CR-IFSSL: Imbalanced Federated Semi-Supervised Learning with Class Rebalancing
摘要
Federated semi-supervised learning is a popular research area known for its ability to preserve data privacy, utilize client data efficiently, and reduce the need for a large number of manually labeled samples. However, most existing studies focus on scenarios where client data is independently and identically distributed (IID).

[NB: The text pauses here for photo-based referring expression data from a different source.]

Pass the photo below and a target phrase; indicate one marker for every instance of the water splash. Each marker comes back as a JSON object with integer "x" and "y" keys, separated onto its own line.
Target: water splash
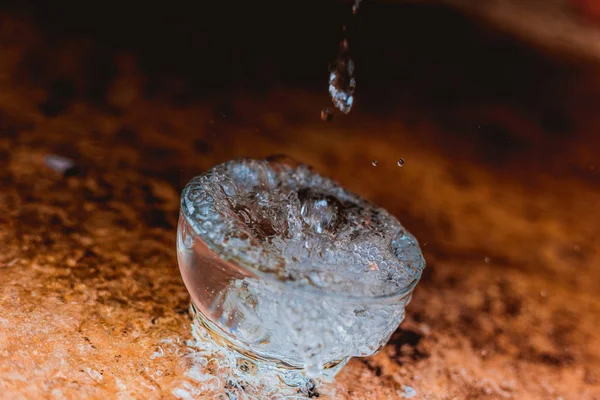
{"x": 208, "y": 370}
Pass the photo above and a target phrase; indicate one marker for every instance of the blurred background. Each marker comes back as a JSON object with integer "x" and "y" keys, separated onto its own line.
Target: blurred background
{"x": 493, "y": 105}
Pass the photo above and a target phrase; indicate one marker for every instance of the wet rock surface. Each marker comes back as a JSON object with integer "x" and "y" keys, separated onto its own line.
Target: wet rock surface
{"x": 92, "y": 303}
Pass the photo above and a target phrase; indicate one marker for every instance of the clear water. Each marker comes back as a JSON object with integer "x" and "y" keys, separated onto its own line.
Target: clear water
{"x": 290, "y": 269}
{"x": 342, "y": 82}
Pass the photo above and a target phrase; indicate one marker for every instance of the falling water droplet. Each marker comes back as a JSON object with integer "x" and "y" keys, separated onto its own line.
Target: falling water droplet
{"x": 327, "y": 114}
{"x": 341, "y": 79}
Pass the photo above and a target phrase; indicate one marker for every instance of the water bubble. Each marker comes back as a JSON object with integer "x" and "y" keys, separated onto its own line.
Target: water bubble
{"x": 327, "y": 114}
{"x": 318, "y": 210}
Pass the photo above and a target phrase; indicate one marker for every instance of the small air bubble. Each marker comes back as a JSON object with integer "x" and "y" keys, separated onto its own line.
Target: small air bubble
{"x": 327, "y": 114}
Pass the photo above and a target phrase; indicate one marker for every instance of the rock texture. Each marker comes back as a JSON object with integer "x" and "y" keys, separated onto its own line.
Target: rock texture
{"x": 501, "y": 188}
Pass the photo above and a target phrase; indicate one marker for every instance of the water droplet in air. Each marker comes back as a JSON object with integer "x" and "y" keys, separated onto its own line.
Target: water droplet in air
{"x": 327, "y": 114}
{"x": 355, "y": 6}
{"x": 408, "y": 392}
{"x": 341, "y": 79}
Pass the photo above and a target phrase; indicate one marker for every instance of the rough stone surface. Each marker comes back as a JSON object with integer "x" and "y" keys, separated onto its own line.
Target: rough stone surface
{"x": 503, "y": 199}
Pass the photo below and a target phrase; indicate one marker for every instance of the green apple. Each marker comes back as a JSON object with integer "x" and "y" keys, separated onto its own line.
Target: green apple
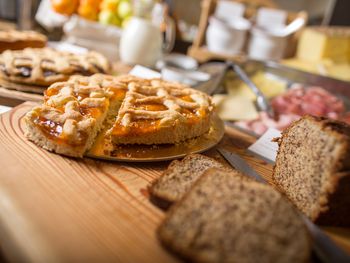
{"x": 124, "y": 9}
{"x": 108, "y": 17}
{"x": 126, "y": 21}
{"x": 111, "y": 5}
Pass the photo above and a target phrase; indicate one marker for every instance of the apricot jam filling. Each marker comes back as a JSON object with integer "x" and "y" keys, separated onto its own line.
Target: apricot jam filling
{"x": 53, "y": 131}
{"x": 151, "y": 107}
{"x": 139, "y": 127}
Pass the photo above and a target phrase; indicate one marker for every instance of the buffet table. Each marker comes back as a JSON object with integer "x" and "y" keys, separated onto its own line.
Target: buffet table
{"x": 59, "y": 209}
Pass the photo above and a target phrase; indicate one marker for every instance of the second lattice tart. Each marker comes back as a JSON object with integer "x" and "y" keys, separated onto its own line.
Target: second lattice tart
{"x": 132, "y": 111}
{"x": 45, "y": 66}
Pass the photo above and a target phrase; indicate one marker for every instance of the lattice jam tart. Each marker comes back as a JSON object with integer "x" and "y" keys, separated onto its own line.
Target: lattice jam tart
{"x": 45, "y": 66}
{"x": 13, "y": 39}
{"x": 132, "y": 110}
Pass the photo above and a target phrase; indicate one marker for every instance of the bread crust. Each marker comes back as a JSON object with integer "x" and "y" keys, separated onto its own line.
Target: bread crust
{"x": 164, "y": 197}
{"x": 196, "y": 250}
{"x": 327, "y": 208}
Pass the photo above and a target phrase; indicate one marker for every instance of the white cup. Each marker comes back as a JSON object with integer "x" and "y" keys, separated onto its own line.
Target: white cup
{"x": 227, "y": 37}
{"x": 267, "y": 44}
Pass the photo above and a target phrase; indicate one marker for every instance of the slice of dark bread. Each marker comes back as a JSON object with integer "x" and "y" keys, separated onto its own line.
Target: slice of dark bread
{"x": 179, "y": 177}
{"x": 313, "y": 169}
{"x": 225, "y": 218}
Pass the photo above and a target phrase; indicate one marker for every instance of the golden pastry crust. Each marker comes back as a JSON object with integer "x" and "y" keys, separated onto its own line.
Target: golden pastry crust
{"x": 14, "y": 40}
{"x": 69, "y": 119}
{"x": 15, "y": 35}
{"x": 45, "y": 66}
{"x": 160, "y": 112}
{"x": 137, "y": 111}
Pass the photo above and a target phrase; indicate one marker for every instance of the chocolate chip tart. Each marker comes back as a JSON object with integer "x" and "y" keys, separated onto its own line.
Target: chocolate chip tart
{"x": 16, "y": 40}
{"x": 41, "y": 67}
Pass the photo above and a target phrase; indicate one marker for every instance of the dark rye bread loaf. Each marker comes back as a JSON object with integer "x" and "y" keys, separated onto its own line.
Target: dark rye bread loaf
{"x": 179, "y": 177}
{"x": 313, "y": 169}
{"x": 227, "y": 218}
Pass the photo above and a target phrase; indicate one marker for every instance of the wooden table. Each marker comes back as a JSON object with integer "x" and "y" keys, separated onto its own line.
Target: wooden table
{"x": 59, "y": 209}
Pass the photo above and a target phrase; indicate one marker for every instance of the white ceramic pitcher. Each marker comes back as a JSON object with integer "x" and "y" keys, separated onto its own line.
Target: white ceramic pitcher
{"x": 142, "y": 41}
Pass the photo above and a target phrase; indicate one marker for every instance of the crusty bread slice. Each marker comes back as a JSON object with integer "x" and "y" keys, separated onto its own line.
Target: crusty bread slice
{"x": 179, "y": 177}
{"x": 225, "y": 218}
{"x": 313, "y": 169}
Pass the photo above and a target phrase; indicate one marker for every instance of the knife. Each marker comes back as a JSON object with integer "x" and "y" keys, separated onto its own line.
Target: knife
{"x": 323, "y": 246}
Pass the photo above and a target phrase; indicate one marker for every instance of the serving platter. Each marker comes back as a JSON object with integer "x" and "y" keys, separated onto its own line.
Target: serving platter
{"x": 155, "y": 153}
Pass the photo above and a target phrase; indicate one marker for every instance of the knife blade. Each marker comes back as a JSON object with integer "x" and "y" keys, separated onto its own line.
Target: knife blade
{"x": 324, "y": 247}
{"x": 241, "y": 165}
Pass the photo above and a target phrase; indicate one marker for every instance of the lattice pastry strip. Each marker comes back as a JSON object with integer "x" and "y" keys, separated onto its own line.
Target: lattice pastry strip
{"x": 145, "y": 112}
{"x": 44, "y": 66}
{"x": 155, "y": 105}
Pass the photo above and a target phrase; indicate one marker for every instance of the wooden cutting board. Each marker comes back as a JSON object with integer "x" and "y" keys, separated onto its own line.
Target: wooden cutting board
{"x": 58, "y": 209}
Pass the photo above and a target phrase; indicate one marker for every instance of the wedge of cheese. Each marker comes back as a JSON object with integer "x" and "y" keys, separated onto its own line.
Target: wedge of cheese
{"x": 319, "y": 43}
{"x": 234, "y": 108}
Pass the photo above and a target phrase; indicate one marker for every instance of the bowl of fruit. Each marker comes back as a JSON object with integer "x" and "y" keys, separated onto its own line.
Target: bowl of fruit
{"x": 106, "y": 12}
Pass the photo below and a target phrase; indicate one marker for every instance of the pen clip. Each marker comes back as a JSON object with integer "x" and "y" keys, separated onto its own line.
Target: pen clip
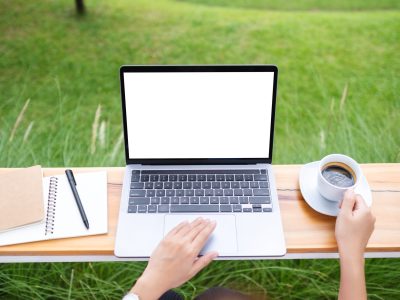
{"x": 71, "y": 175}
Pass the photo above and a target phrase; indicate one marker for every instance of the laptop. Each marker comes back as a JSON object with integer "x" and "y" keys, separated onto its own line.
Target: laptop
{"x": 198, "y": 142}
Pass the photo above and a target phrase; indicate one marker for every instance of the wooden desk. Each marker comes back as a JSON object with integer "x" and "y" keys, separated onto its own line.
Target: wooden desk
{"x": 308, "y": 234}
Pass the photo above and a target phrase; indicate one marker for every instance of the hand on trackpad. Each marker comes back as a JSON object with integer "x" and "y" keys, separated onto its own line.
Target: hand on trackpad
{"x": 223, "y": 239}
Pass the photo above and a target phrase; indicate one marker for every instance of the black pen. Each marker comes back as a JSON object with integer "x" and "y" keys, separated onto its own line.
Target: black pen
{"x": 72, "y": 183}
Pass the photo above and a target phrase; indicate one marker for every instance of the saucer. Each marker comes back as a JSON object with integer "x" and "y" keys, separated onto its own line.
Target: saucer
{"x": 308, "y": 186}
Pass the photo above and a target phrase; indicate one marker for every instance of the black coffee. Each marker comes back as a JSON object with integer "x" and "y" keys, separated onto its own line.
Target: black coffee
{"x": 339, "y": 174}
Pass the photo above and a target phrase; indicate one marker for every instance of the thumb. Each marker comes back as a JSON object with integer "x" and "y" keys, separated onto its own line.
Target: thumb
{"x": 202, "y": 262}
{"x": 348, "y": 202}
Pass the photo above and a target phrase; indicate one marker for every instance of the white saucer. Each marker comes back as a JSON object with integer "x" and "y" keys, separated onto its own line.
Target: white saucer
{"x": 308, "y": 187}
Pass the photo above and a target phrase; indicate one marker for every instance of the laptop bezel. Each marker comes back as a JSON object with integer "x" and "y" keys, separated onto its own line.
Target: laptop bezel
{"x": 198, "y": 68}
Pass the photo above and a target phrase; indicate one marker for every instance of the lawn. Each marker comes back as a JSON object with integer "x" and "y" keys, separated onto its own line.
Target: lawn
{"x": 338, "y": 92}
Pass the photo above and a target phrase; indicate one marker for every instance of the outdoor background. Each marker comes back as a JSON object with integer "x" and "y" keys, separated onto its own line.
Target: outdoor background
{"x": 338, "y": 91}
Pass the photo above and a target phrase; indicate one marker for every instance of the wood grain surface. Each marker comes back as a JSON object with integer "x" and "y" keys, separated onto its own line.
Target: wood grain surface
{"x": 305, "y": 230}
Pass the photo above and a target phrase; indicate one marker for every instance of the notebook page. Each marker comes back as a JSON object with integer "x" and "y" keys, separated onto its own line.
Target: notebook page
{"x": 92, "y": 190}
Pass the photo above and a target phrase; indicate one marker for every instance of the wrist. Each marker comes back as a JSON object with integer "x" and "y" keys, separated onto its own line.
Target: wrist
{"x": 146, "y": 289}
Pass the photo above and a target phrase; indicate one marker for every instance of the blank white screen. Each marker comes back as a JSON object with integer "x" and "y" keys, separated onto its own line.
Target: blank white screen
{"x": 198, "y": 114}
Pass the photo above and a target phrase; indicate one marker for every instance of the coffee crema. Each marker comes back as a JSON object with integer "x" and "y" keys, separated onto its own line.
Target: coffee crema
{"x": 339, "y": 174}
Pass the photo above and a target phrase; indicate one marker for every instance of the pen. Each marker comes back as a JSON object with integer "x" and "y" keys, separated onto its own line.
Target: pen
{"x": 72, "y": 183}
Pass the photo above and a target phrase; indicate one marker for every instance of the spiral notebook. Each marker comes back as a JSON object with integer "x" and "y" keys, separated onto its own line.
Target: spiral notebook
{"x": 62, "y": 217}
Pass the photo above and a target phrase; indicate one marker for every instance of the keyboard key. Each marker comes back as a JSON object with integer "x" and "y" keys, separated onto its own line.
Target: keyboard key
{"x": 194, "y": 200}
{"x": 239, "y": 177}
{"x": 199, "y": 192}
{"x": 137, "y": 185}
{"x": 170, "y": 193}
{"x": 224, "y": 200}
{"x": 243, "y": 200}
{"x": 206, "y": 185}
{"x": 214, "y": 200}
{"x": 197, "y": 185}
{"x": 209, "y": 192}
{"x": 160, "y": 193}
{"x": 184, "y": 200}
{"x": 155, "y": 200}
{"x": 177, "y": 185}
{"x": 235, "y": 185}
{"x": 220, "y": 177}
{"x": 228, "y": 192}
{"x": 229, "y": 177}
{"x": 137, "y": 193}
{"x": 142, "y": 208}
{"x": 194, "y": 208}
{"x": 154, "y": 177}
{"x": 163, "y": 208}
{"x": 135, "y": 178}
{"x": 225, "y": 208}
{"x": 237, "y": 208}
{"x": 244, "y": 185}
{"x": 165, "y": 200}
{"x": 260, "y": 200}
{"x": 247, "y": 192}
{"x": 182, "y": 177}
{"x": 144, "y": 178}
{"x": 219, "y": 192}
{"x": 201, "y": 177}
{"x": 204, "y": 200}
{"x": 152, "y": 208}
{"x": 149, "y": 185}
{"x": 261, "y": 192}
{"x": 132, "y": 209}
{"x": 254, "y": 185}
{"x": 248, "y": 177}
{"x": 234, "y": 200}
{"x": 189, "y": 192}
{"x": 264, "y": 184}
{"x": 187, "y": 185}
{"x": 179, "y": 193}
{"x": 260, "y": 177}
{"x": 238, "y": 192}
{"x": 150, "y": 193}
{"x": 216, "y": 185}
{"x": 210, "y": 177}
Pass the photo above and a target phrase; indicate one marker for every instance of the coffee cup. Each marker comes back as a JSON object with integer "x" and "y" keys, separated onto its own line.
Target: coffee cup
{"x": 337, "y": 173}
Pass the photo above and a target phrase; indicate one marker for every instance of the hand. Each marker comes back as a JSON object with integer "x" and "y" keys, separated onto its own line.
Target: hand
{"x": 354, "y": 225}
{"x": 175, "y": 260}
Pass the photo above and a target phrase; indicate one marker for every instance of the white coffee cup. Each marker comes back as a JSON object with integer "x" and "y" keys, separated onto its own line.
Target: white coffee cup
{"x": 333, "y": 192}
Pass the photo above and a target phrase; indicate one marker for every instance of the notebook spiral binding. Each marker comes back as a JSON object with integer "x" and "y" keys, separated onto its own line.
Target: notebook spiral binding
{"x": 51, "y": 205}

In practical applications, client data often deviates from the IID assumption, posing significant challenges for existing federated semi-supervised learning algorithms. In this paper, we proposed a novel approach called Class Rebalancing Imbalanced Federated Semi-Supervised Learning (CR-IFSSL) designed specifically to address the class imbalance issue in non-IID settings, thereby expanding the applicability of federated semi-supervised learning. The primary principle of our method is to conduct local class rebalance training for each individual client. Specifically, to handle the problem of class imbalance, each client’s contribution is weighted according to its estimated class distribution when selecting pseudo-label samples. This ensures that samples from minority classes are chosen more frequently, thereby mitigating the class imbalance issue. Furthermore, our method gradually adjusts the alignment strength in the selftrained predictive data distribution to fine-tune the model’sperformance. Experimental results demonstrate that CR-IFSSL outperforms existing federated semi-supervised learning algorithms when dealing with class imbalance data, thereby offering valuable insights for real-world data applications.